Nat Leich ’12 Releases Album; BandCamp Response Catlike

What does the Wu-Tang Clan have in common with the Grateful Dead and Björk? Nothing. But Nat Leich ’12 doesn’t care. His recently released senior thesis album, Kaleidoscope, takes diffuse elements of pop scenery and welds them together in a thirteen-piece orchestra — you might even call it a Mixtape Orchestra — that travels down Memory Loss Lane.

Listen here, and click past the jump for more about last week’s ninth-bestselling digital album on Bandcamp.

To hear him tell it, Kaleidoscope is less a concept album than a subconscious one. Leich describes its genesis thusly:

“The songs on this album come from somewhere deep within the recesses of the mind, muddled stories exhumed out of nostalgia’s heartfelt confusion.”
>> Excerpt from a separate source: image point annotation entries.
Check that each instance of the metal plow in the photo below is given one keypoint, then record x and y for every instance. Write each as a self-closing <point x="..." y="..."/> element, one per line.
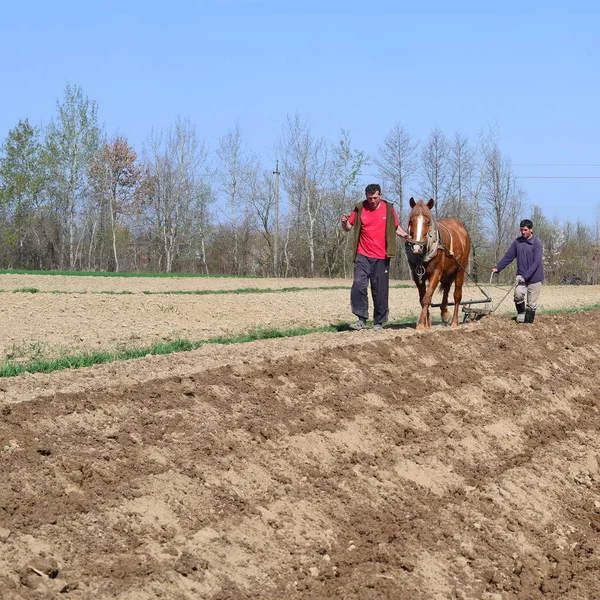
<point x="473" y="313"/>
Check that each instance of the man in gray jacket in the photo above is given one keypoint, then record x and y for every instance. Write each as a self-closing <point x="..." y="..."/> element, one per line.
<point x="527" y="249"/>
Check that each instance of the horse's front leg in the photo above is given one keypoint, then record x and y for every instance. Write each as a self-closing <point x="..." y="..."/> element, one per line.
<point x="444" y="304"/>
<point x="425" y="319"/>
<point x="458" y="283"/>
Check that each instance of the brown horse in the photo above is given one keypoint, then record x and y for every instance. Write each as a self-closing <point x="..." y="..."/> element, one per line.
<point x="438" y="253"/>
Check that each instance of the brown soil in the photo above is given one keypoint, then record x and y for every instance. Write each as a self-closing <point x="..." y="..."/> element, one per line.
<point x="451" y="464"/>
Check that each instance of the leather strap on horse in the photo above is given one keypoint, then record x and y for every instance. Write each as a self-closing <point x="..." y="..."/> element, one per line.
<point x="450" y="250"/>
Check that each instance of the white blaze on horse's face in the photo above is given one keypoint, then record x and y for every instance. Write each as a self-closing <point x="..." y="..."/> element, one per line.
<point x="418" y="248"/>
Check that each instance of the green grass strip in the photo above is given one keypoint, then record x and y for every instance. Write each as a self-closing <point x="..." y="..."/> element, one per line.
<point x="200" y="292"/>
<point x="111" y="274"/>
<point x="10" y="368"/>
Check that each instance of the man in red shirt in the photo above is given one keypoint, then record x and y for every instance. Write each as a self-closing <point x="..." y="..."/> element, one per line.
<point x="376" y="226"/>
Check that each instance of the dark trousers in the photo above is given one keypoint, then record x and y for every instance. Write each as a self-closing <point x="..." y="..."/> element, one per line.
<point x="376" y="271"/>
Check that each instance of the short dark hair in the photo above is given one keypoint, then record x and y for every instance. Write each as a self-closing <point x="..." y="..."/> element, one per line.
<point x="373" y="188"/>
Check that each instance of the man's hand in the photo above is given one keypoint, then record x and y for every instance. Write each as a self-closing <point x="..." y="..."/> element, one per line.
<point x="399" y="231"/>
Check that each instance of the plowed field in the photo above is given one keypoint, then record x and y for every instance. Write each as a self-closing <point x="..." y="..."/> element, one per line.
<point x="450" y="464"/>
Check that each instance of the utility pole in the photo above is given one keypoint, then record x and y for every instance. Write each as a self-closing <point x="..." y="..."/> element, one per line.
<point x="276" y="226"/>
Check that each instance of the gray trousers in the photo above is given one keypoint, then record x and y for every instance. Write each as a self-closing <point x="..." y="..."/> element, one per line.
<point x="529" y="293"/>
<point x="377" y="272"/>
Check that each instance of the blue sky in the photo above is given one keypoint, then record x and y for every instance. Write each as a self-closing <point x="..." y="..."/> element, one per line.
<point x="528" y="69"/>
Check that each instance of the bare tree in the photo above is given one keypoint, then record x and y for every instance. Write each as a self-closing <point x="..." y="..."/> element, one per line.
<point x="71" y="143"/>
<point x="502" y="197"/>
<point x="397" y="163"/>
<point x="116" y="177"/>
<point x="305" y="164"/>
<point x="174" y="190"/>
<point x="435" y="168"/>
<point x="232" y="174"/>
<point x="343" y="191"/>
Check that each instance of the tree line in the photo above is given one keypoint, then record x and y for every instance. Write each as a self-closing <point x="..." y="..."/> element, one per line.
<point x="74" y="199"/>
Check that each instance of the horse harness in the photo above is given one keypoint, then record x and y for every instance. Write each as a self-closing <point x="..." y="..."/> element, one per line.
<point x="433" y="242"/>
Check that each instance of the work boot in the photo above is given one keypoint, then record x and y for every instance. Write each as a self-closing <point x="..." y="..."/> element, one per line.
<point x="360" y="324"/>
<point x="520" y="306"/>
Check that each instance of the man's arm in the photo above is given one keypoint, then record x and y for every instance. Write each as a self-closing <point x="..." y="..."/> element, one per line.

Apparently, Nat’s got some seriously catchy tunes in those recesses, and this is one exhumation we can all be pleased about. Vocalists Lizzie Greenwald ’12 and Brian Hyunsuk Lee ’13 deftly twirl around beautiful melodies like an upbeat Mike Viola & Kelly Jones (no?), particularly on “Maybe Yes, Maybe No” and “Thirty Years Ago.” Nat’s own guitar work sounds at first like he’s channeling Ezra Koenig (on “Treetops”), but he soon settles in the lush backdrop of violins, harmonica (a great contribution by Sam Friedman ’13), and — make no mistake — two flutes. And if what I’ve heard is true, Jake Schofield ’12 had never picked up a trumpet before. Not even once. Pretty good for an absolute noob.

I imagine playing Mixtape Orchestra’s Kaleidoscope on loop as I float along Interstate 95 — but since my car has recently stopped playing CDs, that remains a dream. The instrumentation covers a broad palette, gliding nimbly between sleepy and funky riffs from “Looking Glass House” to “Pop Noir.” All the while, Leich’s (largely light but always listenable) lyrics evoke fuzzy photographs and forgotten feelings. “There’s so many brokenhearted people in this world/Makes me feel like what I’m doing now is so absurd,” Greenwald and Lee croon on “Maybe Yes, Maybe No,” and all I want to know is, What is it you’re doing now? The answer probably can’t be neatly phrased in a Facebook status.

Either way, Kaleidoscope is an infectious album, by turns playful (“The Lonely King”), atmospheric (“The Long Year”), and probing — either by asking questions in “Thirty Years Ago,” or poking fun at folk music in “Natty the Kid Dies in a Dream.” The album recording has managed to retain most of the acoustic grandeur that was in full force at Leich’s senior thesis recital in the Memorial Chapel this spring. Let’s hope this talented ensemble continues to make music that soothes the pop-happy soul.